Proof of $\sum_{i=0}^n \sum_{j=0}^{i-1} j = {n+1 \choose 3}$
I am trying to generate a combinatorics proof of this identity, but have been stuck for hours. I've been trying to think of someway to describe building the number of subsets of size 3 of a set of size n-1 that also generates the sum on the left, but haven't made much progress.
Hints
How many subsets of $\{0,1,\dots,n\}$ have size $3$?

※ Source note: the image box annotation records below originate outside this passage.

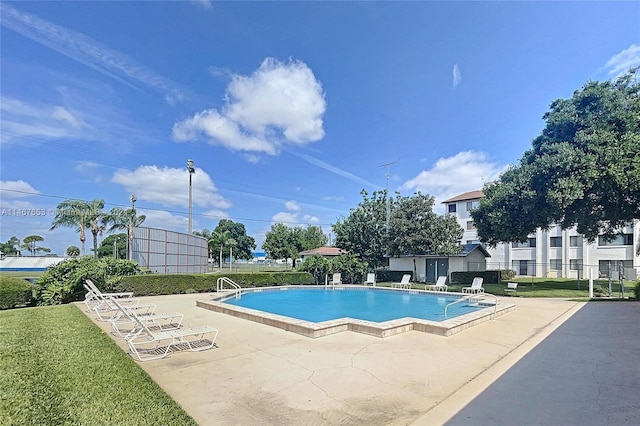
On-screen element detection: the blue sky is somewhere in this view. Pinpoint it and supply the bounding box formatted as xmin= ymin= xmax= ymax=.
xmin=0 ymin=1 xmax=640 ymax=255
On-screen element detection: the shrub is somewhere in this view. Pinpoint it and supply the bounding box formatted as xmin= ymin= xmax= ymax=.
xmin=34 ymin=256 xmax=140 ymax=305
xmin=298 ymin=254 xmax=331 ymax=284
xmin=0 ymin=275 xmax=31 ymax=309
xmin=113 ymin=272 xmax=315 ymax=296
xmin=451 ymin=270 xmax=504 ymax=284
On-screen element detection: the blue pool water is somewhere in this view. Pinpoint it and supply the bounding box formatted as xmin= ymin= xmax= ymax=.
xmin=224 ymin=288 xmax=483 ymax=322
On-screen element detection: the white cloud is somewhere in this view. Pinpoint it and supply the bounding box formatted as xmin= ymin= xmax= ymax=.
xmin=302 ymin=214 xmax=320 ymax=224
xmin=453 ymin=64 xmax=462 ymax=89
xmin=605 ymin=44 xmax=640 ymax=78
xmin=400 ymin=151 xmax=505 ymax=203
xmin=271 ymin=212 xmax=298 ymax=225
xmin=111 ymin=166 xmax=231 ymax=209
xmin=0 ymin=2 xmax=183 ymax=104
xmin=0 ymin=96 xmax=89 ymax=143
xmin=0 ymin=180 xmax=40 ymax=200
xmin=284 ymin=201 xmax=300 ymax=212
xmin=173 ymin=58 xmax=326 ymax=155
xmin=289 ymin=151 xmax=379 ymax=188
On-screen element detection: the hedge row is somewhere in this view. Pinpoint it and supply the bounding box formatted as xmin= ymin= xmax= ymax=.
xmin=451 ymin=269 xmax=516 ymax=284
xmin=0 ymin=277 xmax=31 ymax=309
xmin=112 ymin=272 xmax=314 ymax=296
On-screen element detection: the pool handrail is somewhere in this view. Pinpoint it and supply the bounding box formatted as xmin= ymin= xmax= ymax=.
xmin=444 ymin=293 xmax=499 ymax=319
xmin=216 ymin=277 xmax=242 ymax=299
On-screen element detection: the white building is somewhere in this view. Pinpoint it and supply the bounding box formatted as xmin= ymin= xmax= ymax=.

For how many of those subsets is the largest element equal to $i$, and the second largest equal to $j$?
Writing: $$j=\sum_{k=0}^{j-1} 1$$ you get: $$\sum_{i=0}^n \sum_{j=0}^{i-1} j = \sum_{i=0}^n \sum_{j=0}^{i-1} \sum_{k=0}^{j-1} 1$$
Now, notice the right side counts triples $(i,j,k)$ with: $$0\leq k<j<i\leq n.$$
Here is a combinatoric proof using the Binomial theorem (generalised).

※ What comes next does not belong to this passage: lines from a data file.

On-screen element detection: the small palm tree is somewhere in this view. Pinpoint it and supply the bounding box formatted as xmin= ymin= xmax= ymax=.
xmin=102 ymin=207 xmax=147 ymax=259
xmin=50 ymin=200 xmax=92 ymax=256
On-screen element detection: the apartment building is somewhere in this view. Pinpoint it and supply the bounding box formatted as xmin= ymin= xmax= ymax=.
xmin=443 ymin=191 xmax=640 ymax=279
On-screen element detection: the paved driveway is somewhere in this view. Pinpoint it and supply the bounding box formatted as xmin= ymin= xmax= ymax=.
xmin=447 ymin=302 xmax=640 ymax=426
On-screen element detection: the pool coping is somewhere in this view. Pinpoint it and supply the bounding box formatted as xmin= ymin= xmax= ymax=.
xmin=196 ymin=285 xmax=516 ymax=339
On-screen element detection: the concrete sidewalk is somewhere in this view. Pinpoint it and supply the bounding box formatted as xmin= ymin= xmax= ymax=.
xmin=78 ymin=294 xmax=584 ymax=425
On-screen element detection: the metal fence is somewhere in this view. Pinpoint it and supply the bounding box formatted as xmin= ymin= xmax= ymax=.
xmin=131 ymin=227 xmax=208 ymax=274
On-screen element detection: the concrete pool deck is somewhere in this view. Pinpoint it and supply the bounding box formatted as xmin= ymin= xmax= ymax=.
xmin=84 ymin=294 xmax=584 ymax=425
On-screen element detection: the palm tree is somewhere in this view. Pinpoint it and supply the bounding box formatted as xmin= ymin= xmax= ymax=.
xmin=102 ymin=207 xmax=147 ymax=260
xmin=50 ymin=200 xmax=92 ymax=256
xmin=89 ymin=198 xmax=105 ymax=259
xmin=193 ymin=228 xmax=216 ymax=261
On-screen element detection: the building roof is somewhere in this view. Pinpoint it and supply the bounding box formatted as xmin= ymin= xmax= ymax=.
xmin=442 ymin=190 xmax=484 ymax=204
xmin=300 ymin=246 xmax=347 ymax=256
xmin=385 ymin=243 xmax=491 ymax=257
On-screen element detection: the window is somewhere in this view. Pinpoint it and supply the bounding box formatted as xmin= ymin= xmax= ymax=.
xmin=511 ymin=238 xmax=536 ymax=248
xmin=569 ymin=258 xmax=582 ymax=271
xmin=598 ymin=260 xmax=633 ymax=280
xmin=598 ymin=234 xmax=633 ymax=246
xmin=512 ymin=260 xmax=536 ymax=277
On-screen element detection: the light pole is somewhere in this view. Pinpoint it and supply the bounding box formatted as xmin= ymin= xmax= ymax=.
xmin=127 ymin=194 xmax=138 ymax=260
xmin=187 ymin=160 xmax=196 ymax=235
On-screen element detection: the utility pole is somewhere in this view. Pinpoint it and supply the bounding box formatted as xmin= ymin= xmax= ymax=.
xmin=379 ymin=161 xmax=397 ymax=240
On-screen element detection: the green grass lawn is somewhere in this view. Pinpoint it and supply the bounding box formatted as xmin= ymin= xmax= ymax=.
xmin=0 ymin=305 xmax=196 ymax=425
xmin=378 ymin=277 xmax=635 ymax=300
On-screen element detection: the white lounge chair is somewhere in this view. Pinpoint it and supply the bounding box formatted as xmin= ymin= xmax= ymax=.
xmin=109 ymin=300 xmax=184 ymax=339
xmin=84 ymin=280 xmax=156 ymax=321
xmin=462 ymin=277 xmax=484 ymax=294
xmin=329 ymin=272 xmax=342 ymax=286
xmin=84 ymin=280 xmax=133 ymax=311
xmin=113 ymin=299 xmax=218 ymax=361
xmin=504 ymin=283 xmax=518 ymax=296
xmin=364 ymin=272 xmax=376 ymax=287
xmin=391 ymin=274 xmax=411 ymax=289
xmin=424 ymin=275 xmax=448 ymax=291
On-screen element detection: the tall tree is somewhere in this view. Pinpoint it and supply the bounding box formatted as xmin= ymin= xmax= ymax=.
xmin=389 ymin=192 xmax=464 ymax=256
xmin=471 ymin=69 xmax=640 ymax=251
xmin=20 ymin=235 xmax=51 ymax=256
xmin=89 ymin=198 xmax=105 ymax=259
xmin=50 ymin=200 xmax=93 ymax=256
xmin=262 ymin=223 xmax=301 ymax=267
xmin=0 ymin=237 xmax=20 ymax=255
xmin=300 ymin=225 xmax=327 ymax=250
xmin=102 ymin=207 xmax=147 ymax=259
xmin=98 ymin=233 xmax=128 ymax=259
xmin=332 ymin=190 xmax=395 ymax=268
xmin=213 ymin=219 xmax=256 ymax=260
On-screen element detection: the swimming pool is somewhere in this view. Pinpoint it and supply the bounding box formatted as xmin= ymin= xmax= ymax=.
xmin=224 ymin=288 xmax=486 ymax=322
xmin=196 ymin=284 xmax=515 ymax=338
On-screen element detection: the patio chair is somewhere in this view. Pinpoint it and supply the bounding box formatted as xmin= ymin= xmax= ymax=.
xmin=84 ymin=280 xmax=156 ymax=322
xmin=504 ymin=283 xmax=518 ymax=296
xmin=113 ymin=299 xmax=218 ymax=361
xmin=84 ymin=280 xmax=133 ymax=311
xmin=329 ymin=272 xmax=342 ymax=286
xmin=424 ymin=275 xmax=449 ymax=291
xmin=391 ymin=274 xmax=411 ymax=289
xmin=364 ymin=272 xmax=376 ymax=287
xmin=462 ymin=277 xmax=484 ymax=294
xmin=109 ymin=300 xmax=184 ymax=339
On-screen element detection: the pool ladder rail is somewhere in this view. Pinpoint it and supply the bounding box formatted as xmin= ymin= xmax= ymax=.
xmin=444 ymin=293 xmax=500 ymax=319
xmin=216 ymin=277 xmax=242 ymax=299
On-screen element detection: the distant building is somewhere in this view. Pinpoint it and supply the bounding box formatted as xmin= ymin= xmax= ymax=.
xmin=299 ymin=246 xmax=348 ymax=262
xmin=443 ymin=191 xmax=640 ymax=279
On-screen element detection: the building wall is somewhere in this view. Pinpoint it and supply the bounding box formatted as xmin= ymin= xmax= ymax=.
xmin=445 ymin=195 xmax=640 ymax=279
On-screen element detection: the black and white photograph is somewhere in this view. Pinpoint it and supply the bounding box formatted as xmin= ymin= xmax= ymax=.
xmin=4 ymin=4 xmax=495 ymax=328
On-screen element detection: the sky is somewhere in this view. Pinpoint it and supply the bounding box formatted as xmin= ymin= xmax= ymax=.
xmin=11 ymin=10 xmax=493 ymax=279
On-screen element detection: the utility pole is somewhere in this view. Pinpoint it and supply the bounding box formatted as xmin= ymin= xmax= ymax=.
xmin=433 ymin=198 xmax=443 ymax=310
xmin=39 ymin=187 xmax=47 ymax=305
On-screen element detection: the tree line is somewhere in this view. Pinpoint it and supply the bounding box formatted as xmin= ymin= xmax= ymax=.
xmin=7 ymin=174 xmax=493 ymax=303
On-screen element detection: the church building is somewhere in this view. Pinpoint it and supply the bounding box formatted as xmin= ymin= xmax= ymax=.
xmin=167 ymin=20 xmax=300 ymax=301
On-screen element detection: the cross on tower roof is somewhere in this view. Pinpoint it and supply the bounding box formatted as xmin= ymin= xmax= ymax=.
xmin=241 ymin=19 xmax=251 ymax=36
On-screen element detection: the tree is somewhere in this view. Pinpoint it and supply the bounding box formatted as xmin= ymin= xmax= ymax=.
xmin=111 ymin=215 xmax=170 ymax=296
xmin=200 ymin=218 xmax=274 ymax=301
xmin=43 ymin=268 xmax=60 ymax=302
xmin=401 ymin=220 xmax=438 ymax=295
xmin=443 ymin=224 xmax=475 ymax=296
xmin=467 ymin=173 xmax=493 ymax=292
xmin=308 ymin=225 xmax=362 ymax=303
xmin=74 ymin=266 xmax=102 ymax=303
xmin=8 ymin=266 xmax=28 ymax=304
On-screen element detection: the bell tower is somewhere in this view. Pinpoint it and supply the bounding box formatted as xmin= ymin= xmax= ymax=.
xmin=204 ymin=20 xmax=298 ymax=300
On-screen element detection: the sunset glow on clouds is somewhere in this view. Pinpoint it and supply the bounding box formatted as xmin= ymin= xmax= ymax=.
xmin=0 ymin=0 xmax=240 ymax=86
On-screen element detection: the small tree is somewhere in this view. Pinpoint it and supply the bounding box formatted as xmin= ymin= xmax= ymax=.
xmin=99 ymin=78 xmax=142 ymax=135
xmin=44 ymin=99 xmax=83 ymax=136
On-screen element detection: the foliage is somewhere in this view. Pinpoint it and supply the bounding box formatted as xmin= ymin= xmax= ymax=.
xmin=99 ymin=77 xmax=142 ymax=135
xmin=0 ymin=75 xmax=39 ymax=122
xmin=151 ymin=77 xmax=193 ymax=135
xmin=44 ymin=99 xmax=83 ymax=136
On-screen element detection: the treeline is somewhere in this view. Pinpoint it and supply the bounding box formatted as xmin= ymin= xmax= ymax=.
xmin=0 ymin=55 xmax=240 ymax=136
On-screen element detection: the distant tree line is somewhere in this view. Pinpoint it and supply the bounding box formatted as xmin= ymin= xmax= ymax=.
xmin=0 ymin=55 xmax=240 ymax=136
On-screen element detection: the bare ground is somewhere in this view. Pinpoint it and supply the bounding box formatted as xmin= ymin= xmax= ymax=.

First note that $\sum_{i=0}^n \sum_{j=0}^{i-1} j = \sum_{j=0}^{n} \sum_{i=j+1}^n j = \sum_{j=0}^{n} j (n-j) = \sum_{m=0}^{n} m (n-m)$. This looks like a convolution of terms, suggesting the multiplication of power series.

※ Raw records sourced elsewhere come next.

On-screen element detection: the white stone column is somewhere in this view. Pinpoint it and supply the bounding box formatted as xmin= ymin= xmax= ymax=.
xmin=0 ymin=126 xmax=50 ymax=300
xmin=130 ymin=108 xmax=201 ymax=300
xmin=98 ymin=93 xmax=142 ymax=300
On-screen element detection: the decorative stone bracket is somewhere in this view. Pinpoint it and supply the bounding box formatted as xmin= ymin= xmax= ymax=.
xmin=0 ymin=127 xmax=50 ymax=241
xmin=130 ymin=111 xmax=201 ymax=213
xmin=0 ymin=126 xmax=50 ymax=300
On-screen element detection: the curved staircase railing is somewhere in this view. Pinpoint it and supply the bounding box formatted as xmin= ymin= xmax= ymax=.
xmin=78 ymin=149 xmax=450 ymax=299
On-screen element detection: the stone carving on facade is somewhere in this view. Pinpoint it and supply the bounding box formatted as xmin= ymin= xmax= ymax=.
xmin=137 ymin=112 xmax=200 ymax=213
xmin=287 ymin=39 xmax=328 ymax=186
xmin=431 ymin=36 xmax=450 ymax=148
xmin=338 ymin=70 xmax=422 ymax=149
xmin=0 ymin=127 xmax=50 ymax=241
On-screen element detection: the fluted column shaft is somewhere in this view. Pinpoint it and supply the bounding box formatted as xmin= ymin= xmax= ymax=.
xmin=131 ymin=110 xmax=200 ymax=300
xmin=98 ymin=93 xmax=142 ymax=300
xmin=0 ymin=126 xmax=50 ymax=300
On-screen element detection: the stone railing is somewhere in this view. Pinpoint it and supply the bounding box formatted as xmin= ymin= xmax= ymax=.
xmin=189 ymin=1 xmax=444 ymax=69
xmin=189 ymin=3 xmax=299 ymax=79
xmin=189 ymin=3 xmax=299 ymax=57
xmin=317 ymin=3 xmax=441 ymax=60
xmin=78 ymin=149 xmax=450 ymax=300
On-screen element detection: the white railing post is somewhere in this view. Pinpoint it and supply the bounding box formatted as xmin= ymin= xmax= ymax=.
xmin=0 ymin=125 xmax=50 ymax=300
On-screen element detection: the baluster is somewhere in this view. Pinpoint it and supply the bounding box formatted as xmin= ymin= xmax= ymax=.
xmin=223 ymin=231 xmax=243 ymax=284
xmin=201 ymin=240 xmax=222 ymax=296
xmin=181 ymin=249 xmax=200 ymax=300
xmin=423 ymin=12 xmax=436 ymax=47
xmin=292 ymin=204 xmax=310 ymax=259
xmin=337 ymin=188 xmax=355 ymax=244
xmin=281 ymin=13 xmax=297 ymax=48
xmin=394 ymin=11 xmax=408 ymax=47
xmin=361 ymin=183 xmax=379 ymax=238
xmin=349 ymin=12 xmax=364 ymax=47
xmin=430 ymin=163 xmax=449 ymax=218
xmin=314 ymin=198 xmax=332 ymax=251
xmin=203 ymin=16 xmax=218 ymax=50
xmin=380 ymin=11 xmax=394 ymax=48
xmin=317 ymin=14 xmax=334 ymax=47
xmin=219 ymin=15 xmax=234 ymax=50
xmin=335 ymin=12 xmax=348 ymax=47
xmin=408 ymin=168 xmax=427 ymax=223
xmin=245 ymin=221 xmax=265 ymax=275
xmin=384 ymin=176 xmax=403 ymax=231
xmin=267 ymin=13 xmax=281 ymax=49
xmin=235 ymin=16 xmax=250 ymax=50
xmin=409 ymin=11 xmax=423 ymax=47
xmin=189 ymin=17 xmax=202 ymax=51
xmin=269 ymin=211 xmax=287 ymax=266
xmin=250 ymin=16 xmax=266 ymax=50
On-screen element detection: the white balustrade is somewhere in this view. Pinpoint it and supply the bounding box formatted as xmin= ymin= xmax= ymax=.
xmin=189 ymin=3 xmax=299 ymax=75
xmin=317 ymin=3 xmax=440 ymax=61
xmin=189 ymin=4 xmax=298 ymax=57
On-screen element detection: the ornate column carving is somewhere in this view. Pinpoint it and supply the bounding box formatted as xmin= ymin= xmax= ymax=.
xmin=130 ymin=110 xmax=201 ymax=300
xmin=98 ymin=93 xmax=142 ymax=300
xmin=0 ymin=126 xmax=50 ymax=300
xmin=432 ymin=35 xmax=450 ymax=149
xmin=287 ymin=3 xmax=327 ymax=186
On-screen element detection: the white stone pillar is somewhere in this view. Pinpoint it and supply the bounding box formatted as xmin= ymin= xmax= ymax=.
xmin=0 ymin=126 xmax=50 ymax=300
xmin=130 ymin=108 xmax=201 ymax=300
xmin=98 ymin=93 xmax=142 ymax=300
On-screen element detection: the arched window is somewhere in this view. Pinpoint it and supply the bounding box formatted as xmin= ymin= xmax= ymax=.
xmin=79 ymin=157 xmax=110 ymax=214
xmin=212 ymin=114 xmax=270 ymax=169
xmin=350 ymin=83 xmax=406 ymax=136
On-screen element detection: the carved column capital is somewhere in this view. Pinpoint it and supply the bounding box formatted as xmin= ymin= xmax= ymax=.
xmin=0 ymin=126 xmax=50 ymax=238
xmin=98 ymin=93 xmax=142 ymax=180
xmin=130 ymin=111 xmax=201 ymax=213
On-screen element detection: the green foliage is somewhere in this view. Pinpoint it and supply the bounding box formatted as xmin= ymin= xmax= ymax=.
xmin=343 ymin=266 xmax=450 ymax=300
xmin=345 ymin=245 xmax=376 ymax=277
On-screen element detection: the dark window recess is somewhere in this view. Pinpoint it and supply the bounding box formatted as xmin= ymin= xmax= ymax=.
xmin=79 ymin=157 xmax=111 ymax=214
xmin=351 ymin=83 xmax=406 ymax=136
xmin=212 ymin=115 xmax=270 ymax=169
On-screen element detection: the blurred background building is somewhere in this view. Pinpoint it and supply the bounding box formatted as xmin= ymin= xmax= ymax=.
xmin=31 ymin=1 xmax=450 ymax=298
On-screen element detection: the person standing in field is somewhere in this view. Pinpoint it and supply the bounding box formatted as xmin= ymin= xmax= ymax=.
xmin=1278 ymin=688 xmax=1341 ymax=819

Note that ${x \over (1-x)^2} = \sum_{n=0}^\infty n x^n$ and ${x^2 \over (1-x)^4} = \sum_{n=0}^\infty n x^n \sum_{m=0}^\infty m x^m$, and using the convolution of terms, we get ${x^2 \over (1-x)^4} = \sum_{n=0}^\infty \sum_{m=0}^n m(n-m) x^n$.
Using the Binomial theorem, we have $x^2(1-x)^{-4} = \sum_{n=0}^\infty \binom{-4}{n} (-x)^{n+2}$.
If we suppose $n \ge 2$, we can compare coefficients of $x^n$ to get $\sum_{m=0}^n m(n-m) = \binom{-4}{n-2}(-1)^n$.
Expanding $\binom{-4}{n-2}(-1)^n = { (-4)(-5)\cdots (-(n+1))\over (n-1)!} = { 4 \cdot 5 \cdots (n+1)\over (n-1)!} = { (n+1)!\over 3!(n-1)!} = \binom{n+1}{3}$.
$$j = \sum_{k=0}^{j-1}1$$
– peterwhy Apr 21 '19 at 21:33